Wednesday, September 15, 2010

Warren Buffet says.........

Here's what the richest man in America said about the Residential real estate market. I found this on the http://www.resultsinvestmentrealty.com/ website. Just click on their link for more great news. Credit Carisa at BIC with this blog.

Thursday, March 04, 2010

Is Warren Buffet Right about Residential Real Estate?


He's affectionately known as the Oracle of Omaha. So when billionaire investor Warren Buffett dropped a few choice words about the real estate market into his annual letter to shareholders in his company Berkshire Hathaway Inc., beleaguered homeowners across the nation did a little happy dance.

The reason was simple: Warren Buffett predicted that the protracted real estate slump would end some time in 2011. "Within a year or so, residential housing problems should largely behind us," he wrote on February 27 in his letter. "Prices will remain far below 'bubble' levels, of course, but for every seller or lender hurt by this there will be a buyer who benefits."

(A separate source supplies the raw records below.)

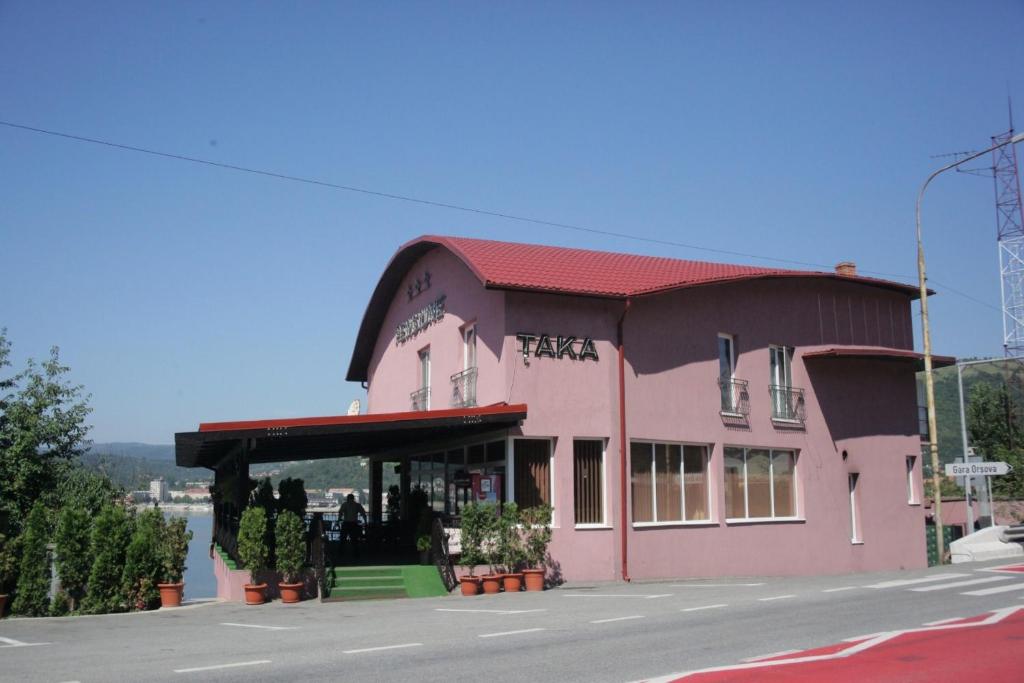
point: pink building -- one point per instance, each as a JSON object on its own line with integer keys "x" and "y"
{"x": 683, "y": 419}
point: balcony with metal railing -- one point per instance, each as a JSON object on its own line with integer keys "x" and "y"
{"x": 420, "y": 399}
{"x": 786, "y": 403}
{"x": 464, "y": 388}
{"x": 735, "y": 398}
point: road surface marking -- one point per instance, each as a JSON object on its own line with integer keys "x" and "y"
{"x": 489, "y": 611}
{"x": 911, "y": 582}
{"x": 221, "y": 666}
{"x": 773, "y": 654}
{"x": 508, "y": 633}
{"x": 957, "y": 584}
{"x": 997, "y": 589}
{"x": 867, "y": 636}
{"x": 716, "y": 606}
{"x": 711, "y": 585}
{"x": 10, "y": 642}
{"x": 614, "y": 595}
{"x": 383, "y": 647}
{"x": 616, "y": 619}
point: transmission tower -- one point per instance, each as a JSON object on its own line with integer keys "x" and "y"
{"x": 1010, "y": 232}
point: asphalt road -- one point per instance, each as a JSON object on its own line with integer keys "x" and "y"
{"x": 600, "y": 632}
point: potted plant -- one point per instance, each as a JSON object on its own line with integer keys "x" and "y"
{"x": 509, "y": 547}
{"x": 174, "y": 551}
{"x": 471, "y": 541}
{"x": 488, "y": 536}
{"x": 536, "y": 537}
{"x": 290, "y": 535}
{"x": 253, "y": 552}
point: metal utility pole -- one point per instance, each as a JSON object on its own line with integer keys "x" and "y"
{"x": 927, "y": 338}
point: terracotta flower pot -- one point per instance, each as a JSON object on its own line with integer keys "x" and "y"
{"x": 492, "y": 583}
{"x": 512, "y": 583}
{"x": 170, "y": 594}
{"x": 534, "y": 579}
{"x": 255, "y": 594}
{"x": 291, "y": 592}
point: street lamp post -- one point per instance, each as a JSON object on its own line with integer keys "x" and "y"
{"x": 927, "y": 340}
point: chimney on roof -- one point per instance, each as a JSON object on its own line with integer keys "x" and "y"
{"x": 846, "y": 268}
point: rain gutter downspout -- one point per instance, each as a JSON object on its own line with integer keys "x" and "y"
{"x": 622, "y": 440}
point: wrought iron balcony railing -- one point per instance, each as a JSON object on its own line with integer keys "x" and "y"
{"x": 735, "y": 399}
{"x": 464, "y": 388}
{"x": 786, "y": 403}
{"x": 421, "y": 398}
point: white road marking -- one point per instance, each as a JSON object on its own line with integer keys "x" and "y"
{"x": 508, "y": 633}
{"x": 10, "y": 642}
{"x": 957, "y": 584}
{"x": 383, "y": 647}
{"x": 772, "y": 655}
{"x": 864, "y": 637}
{"x": 693, "y": 609}
{"x": 911, "y": 582}
{"x": 257, "y": 626}
{"x": 491, "y": 611}
{"x": 616, "y": 619}
{"x": 711, "y": 585}
{"x": 997, "y": 589}
{"x": 614, "y": 595}
{"x": 221, "y": 666}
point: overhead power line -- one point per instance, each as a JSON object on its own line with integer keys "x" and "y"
{"x": 454, "y": 207}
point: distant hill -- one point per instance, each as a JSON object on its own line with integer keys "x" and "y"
{"x": 135, "y": 450}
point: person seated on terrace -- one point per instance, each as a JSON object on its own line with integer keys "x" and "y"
{"x": 349, "y": 514}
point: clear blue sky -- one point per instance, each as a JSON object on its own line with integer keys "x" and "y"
{"x": 180, "y": 293}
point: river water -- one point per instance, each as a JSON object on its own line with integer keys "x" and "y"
{"x": 200, "y": 582}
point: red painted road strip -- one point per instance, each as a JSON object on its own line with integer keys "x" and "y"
{"x": 987, "y": 647}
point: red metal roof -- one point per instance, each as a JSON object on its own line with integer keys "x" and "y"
{"x": 538, "y": 267}
{"x": 880, "y": 352}
{"x": 510, "y": 265}
{"x": 371, "y": 418}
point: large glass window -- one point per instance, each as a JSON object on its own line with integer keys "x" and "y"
{"x": 588, "y": 481}
{"x": 760, "y": 483}
{"x": 532, "y": 472}
{"x": 669, "y": 482}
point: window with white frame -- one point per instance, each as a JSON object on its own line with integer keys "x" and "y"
{"x": 588, "y": 481}
{"x": 469, "y": 346}
{"x": 911, "y": 488}
{"x": 760, "y": 483}
{"x": 727, "y": 372}
{"x": 855, "y": 535}
{"x": 669, "y": 482}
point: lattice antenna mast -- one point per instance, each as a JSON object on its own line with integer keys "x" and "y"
{"x": 1010, "y": 232}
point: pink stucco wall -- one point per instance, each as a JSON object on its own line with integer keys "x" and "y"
{"x": 865, "y": 410}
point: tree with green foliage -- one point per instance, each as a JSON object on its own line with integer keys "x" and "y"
{"x": 42, "y": 428}
{"x": 112, "y": 531}
{"x": 253, "y": 550}
{"x": 143, "y": 568}
{"x": 290, "y": 534}
{"x": 292, "y": 497}
{"x": 174, "y": 550}
{"x": 32, "y": 594}
{"x": 73, "y": 559}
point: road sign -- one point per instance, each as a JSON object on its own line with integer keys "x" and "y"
{"x": 977, "y": 469}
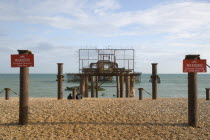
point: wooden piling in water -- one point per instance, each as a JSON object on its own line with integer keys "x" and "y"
{"x": 140, "y": 93}
{"x": 7, "y": 93}
{"x": 96, "y": 81}
{"x": 128, "y": 85}
{"x": 207, "y": 93}
{"x": 122, "y": 85}
{"x": 74, "y": 93}
{"x": 86, "y": 86}
{"x": 92, "y": 87}
{"x": 24, "y": 92}
{"x": 132, "y": 84}
{"x": 82, "y": 85}
{"x": 192, "y": 95}
{"x": 154, "y": 80}
{"x": 118, "y": 86}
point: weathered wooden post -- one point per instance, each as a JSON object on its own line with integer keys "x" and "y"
{"x": 24, "y": 89}
{"x": 60, "y": 80}
{"x": 128, "y": 89}
{"x": 132, "y": 90}
{"x": 86, "y": 86}
{"x": 7, "y": 93}
{"x": 140, "y": 93}
{"x": 92, "y": 87}
{"x": 154, "y": 80}
{"x": 82, "y": 84}
{"x": 96, "y": 81}
{"x": 192, "y": 64}
{"x": 24, "y": 60}
{"x": 121, "y": 85}
{"x": 74, "y": 93}
{"x": 118, "y": 86}
{"x": 207, "y": 94}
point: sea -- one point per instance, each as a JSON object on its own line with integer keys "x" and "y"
{"x": 45, "y": 85}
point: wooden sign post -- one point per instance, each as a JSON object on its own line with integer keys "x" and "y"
{"x": 24, "y": 60}
{"x": 192, "y": 64}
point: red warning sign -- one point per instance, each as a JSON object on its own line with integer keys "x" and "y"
{"x": 22, "y": 60}
{"x": 194, "y": 65}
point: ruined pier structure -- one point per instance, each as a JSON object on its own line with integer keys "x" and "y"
{"x": 98, "y": 64}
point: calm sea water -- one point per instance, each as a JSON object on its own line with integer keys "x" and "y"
{"x": 45, "y": 85}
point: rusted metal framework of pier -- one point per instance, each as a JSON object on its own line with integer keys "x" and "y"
{"x": 97, "y": 64}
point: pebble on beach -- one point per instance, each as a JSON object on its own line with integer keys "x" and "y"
{"x": 104, "y": 118}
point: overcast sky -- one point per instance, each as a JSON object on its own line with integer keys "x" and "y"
{"x": 161, "y": 31}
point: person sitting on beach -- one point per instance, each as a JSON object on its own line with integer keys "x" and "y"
{"x": 78, "y": 96}
{"x": 70, "y": 97}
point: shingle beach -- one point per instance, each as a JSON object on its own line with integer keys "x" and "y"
{"x": 103, "y": 118}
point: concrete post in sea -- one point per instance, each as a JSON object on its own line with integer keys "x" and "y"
{"x": 24, "y": 91}
{"x": 96, "y": 81}
{"x": 86, "y": 86}
{"x": 192, "y": 95}
{"x": 128, "y": 85}
{"x": 154, "y": 78}
{"x": 121, "y": 85}
{"x": 74, "y": 93}
{"x": 207, "y": 93}
{"x": 118, "y": 86}
{"x": 82, "y": 85}
{"x": 92, "y": 87}
{"x": 7, "y": 90}
{"x": 60, "y": 80}
{"x": 132, "y": 84}
{"x": 140, "y": 93}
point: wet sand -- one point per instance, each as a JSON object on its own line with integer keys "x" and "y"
{"x": 164, "y": 118}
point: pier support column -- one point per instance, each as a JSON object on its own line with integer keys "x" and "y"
{"x": 140, "y": 93}
{"x": 96, "y": 81}
{"x": 7, "y": 90}
{"x": 132, "y": 90}
{"x": 92, "y": 87}
{"x": 86, "y": 86}
{"x": 24, "y": 92}
{"x": 128, "y": 89}
{"x": 74, "y": 93}
{"x": 207, "y": 94}
{"x": 118, "y": 86}
{"x": 121, "y": 85}
{"x": 60, "y": 80}
{"x": 82, "y": 84}
{"x": 192, "y": 95}
{"x": 154, "y": 80}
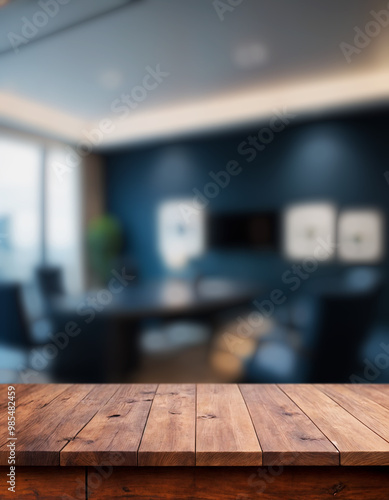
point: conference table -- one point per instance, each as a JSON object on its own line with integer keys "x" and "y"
{"x": 166, "y": 300}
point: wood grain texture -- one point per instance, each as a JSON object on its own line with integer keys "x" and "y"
{"x": 113, "y": 436}
{"x": 287, "y": 436}
{"x": 53, "y": 425}
{"x": 378, "y": 393}
{"x": 29, "y": 399}
{"x": 370, "y": 413}
{"x": 241, "y": 483}
{"x": 357, "y": 444}
{"x": 45, "y": 483}
{"x": 225, "y": 434}
{"x": 170, "y": 434}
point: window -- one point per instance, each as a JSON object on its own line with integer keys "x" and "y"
{"x": 20, "y": 202}
{"x": 40, "y": 216}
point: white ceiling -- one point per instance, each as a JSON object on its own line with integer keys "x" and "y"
{"x": 63, "y": 83}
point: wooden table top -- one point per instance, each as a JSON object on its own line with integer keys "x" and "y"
{"x": 202, "y": 425}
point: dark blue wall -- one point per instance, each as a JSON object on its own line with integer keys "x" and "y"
{"x": 341, "y": 159}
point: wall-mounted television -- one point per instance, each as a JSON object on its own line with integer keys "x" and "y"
{"x": 254, "y": 231}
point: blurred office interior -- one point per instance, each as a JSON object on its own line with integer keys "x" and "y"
{"x": 194, "y": 191}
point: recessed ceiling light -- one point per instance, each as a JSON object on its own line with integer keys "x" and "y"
{"x": 111, "y": 79}
{"x": 250, "y": 55}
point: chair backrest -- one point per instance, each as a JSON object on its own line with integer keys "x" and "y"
{"x": 13, "y": 323}
{"x": 50, "y": 281}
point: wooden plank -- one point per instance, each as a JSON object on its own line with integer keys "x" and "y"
{"x": 357, "y": 444}
{"x": 53, "y": 425}
{"x": 240, "y": 483}
{"x": 170, "y": 434}
{"x": 287, "y": 436}
{"x": 113, "y": 436}
{"x": 370, "y": 413}
{"x": 45, "y": 483}
{"x": 225, "y": 434}
{"x": 379, "y": 393}
{"x": 29, "y": 398}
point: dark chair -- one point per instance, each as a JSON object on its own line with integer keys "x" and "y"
{"x": 14, "y": 338}
{"x": 50, "y": 281}
{"x": 319, "y": 338}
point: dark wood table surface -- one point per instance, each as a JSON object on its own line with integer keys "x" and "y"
{"x": 181, "y": 429}
{"x": 168, "y": 298}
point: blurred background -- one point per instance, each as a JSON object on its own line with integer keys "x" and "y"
{"x": 194, "y": 191}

While Buffett built his empire by betting on industries and companies he felt were undervalued, he has also made a few bad bets, as well. Indeed, reading between the lines of his investor's letter, hopeful housing watchers might proceed with caution.

Buffett, who was named the richest person in the world in 2008 by Forbes magazine with $62 billion, has a personal interest in seeing the residential real estate market recover. Berkshire Hathaway owns a real estate brokerage, a pre-fabricated home manufacturer, and other makers of products used to build homes. All of these investments were hammered during the housing crisis of the past two years. Clayton Homes, the pre-fab home company, saw its profits before taxes drop 9 percent last year.

In his letter, Buffett was frank about the dim prospects for new construction. "People thought it was good news a few years back when housing starts -- the supply side of the picture -- were running about 2 million annually," he wrote. "But household formations -- the demand side -- only amounted to about 1.2 million." With characteristic humor, Buffett said the only ways to correct that imbalance were for the U.S. to "blow up a lot of houses," "speed up householder formations by, say, encouraging teenagers to cohabitate," or to pull back on home construction.

Buffett's point is that housing values are at historic lows, which will induce more home shoppers to become buyers. But the troubles of the hundreds of thousands of people who owe more on their mortgages than their homes are worth won't be solved by a slight uptick in sales.

Buffett has always prided himself on investing when other investors are running scared. Last year's purchase of Burlington Northern Santa Fe Railroad is a good example. But Buffett's purchases of reinsurance firm General Re and corporate jet company NetJets both resulted huge losses. But this is a strategy available mostly to people with deep pockets, who can afford to make a mistake once in a while.

The key to the housing market, as Buffett would likely agree, is timing. Buy low and sell high works in any market. Just as Buffett did: He still lives in the same 5-bedroom stucco house he bought in Omaha, left, in 1958 for $31,500. Of course, it's now worth an estimated $700,000. That's appreciation we can relate to.